The potential implications of that statement were revealed in January 2017, when the U.S. Senate culminated a 20-month investigation in a damning report, “Backpage.com’s Knowing Facilitation of Online Sex Trafficking.” Senate investigators detailed how Backpage made changes to its ad sales procedures that allowed pimps to covertly sell underage girls through the site.
So why did Tara Brown and her bosses ignore Ortega’s lack of credentials and unethical record and, in particular, his role in vocally and aggressively defending the sex ad site Backpage.com?
And especially so, with the trial of Ortega’s old buddy and Backpage cofounder Michael Lacey now well underway in Phoenix, Arizona. (Lacey’s partner and Backpage cofounder James Larkin committed suicide just before the trial was to start.)
A Freedom reporter reached out to Tara Brown, her producer Sammi Taylor, and Caitlin Lynch, senior communications manager at Nine, the Australian commercial television network that broadcasts 60 Minutes. Phone and email requests for explanation of featuring Ortega went unanswered. Ortega is inarguably no reliable source but a rabid hired-gun writer, committed to and remunerated for defaming Scientology and Scientologists.
Freedom was also curious about what vetting had allowed a clearly hostile voice—in the guise of “journalist”—to go on air and spew invective with not the slightest attempt to even appear rational or objective. They obviously know all about Ortega, and for putting him on the air, they should be ashamed—and apologize to their audience for the deception.
When 60 Minutes’ Tara Brown offered up Ortega as a “journalist” and an “expert” on religion, Scientology in particular, she had to know both were enormous lies. Brown and the show deceived viewers by using a thoroughly discredited, paid propagandist and misrepresenting him as a journalist. And featuring him, with his background of defending child sex trafficking, took the show’s credibility to a new low.

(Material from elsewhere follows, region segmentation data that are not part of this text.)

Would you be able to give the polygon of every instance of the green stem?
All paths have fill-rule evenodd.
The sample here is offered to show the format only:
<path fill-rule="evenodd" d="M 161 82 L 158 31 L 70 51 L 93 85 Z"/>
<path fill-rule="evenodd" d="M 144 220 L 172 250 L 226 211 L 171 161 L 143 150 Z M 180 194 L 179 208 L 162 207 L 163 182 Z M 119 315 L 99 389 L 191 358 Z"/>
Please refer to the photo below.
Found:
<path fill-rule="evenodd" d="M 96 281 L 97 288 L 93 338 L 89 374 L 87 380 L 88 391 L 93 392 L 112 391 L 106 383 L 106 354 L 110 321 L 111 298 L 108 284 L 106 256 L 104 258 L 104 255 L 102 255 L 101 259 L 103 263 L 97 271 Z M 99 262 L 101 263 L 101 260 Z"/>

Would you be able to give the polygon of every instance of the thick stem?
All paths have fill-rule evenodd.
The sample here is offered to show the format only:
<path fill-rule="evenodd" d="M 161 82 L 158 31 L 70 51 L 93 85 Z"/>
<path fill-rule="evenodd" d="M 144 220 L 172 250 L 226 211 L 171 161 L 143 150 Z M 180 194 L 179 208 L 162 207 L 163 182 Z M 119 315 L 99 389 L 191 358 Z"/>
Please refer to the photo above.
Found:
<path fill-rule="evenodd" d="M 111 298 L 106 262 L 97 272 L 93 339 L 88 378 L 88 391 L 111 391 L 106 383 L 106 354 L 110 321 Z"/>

As to being a “Scientology expert”? Ortega was never a member of the Church, has never toured a Scientology Church, and in truth has no firsthand knowledge of Scientology—his only sources are the distorted rants of rabid anti-Scientologists.
But all that was apparently perfectly acceptable to Brown, 60 Minutes Australia and its producers.
In truth, Ortega today is reduced to a one-trick monkey who makes some sort of living through an anti-Scientology blog. He apparently depends on donations from other anti-Scientologists and his wife’s salary for his living.
Not a journalist.
Not a Scientology expert.
Just an apologist for underage sex trafficking and a paid-off antireligious hatemonger.